The stroke modifier module 220 generates an edge image 410 that identifies boundaries and/or edges of the initial image 402 aggregated with the strokes 406. In the illustrated example, a red box denotes a location of the strokes 406. The stroke modifier module 220 further omits edges and/or boundaries denoted by the removal strokes, e.g., the white strokes, to generate the edge image 410. In at least one example, the stroke modifier module 220 leverages an edge detection model 222 to generate the edge image 410. In various embodiments, the edge detection model 222 is a holistically-nested edge detection (“HED”) model such as described by Xi, et. al. Holistically-Nested Edge Detection. In Proceedings of IEEE International Conference on Computer Vision (2015). In this way, the stroke modifier module 220 generates the edge image 410 to represent a geometry of the reference image 118 that incorporates the region defined by the strokes 406.

The stroke modifier module 220 further generates a depth map 412 based on a digital model 124 associated with the reference image 118. The depth map 412, for instance, is a representation that encodes a distance of objects and/or surfaces in the reference image 118 (e.g., the initial image 402) to a virtual camera. Each pixel in the depth map 412, for instance, corresponds to a point in the initial image 402 and indicates a relative depth of the respective point from the virtual camera. In the illustrated example, lighter pixels represent points that are relatively further from the virtual camera while darker pixels represent points that are relatively closer to the virtual camera. The stroke modifier module 220 is further operable to generate a modified depth map 414 that “resets” a region defined by the strokes 406. For instance, in the illustrated example a region 416 denoted with a white box is defined by the strokes 406 and removes depth information from the depth map 412.

The stroke modifier module 220 leverages the depth conditioned model 218 to generate a synthesized image 418 based on the text prompt 404, the strokes 406, and the depth map 412. For instance, the depth conditioned model 218 receives an embedding of the text prompt 404, the edge image 410, and the modified depth map 414 as input and generates the synthesized image 418. In various examples, the stroke modifier module 220 applies one or more weights to the depth conditioned model 218, such as a weight for a stroke condition and/or a weight for a depth condition. A relatively higher weight, for example, results in a relatively greater visual impact of the stroke condition and/or of the depth condition in generation of the synthesized image 418. In one example, the stroke condition is set to a weight of 0.7 while the depth condition is set to a weight of 0.3, such as to prioritize a visual impact of the strokes 406 during generation of the synthesized image 418.

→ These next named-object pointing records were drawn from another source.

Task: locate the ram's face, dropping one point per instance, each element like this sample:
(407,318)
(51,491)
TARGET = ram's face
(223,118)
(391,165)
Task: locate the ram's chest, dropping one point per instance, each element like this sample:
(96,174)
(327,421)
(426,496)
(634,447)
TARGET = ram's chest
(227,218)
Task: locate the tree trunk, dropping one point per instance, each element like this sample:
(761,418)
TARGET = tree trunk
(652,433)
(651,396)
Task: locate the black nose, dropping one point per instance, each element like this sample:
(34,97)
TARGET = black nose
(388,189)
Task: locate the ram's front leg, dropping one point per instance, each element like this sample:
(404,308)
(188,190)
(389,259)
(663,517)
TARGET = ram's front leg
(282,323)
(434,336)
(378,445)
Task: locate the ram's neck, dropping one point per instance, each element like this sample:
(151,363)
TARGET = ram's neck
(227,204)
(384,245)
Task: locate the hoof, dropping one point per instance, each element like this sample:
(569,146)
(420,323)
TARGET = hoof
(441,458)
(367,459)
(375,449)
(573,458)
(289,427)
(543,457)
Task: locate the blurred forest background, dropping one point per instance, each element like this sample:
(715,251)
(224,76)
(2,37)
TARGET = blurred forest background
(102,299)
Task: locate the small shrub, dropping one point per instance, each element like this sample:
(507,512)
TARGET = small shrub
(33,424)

The synthesized image 418 depicts the change specified by the text prompt 404, e.g., the curved computer display monitor on the office desk as denoted by the red box in the illustrated example. However, the synthesized image 418 also includes changes to other features of the initial image 402, e.g., a different desk chair, wall color, keyboard, flooring, etc. Accordingly, the stroke modifier module 220 is operable to extract an element, e.g., the curved computer display monitor, from the synthesized image 418 to be incorporated into the initial image 402.

In an example to do so, the stroke modifier module 220 leverages a segmentation model 224, e.g., a zero-shot image segmentation model, to generate a segmentation mask 420. The segmentation mask 420, for instance, labels regions that correspond to the element (e.g., the curved computer display monitor) while excluding regions that do not correspond to the element. In at least one example, the segmentation model 224 is a Segment Anything Model (“SAM”) such as described by Kirillov, et. al. Segment Anything. arXiv preprint arXiv: 2304.02643 (2023).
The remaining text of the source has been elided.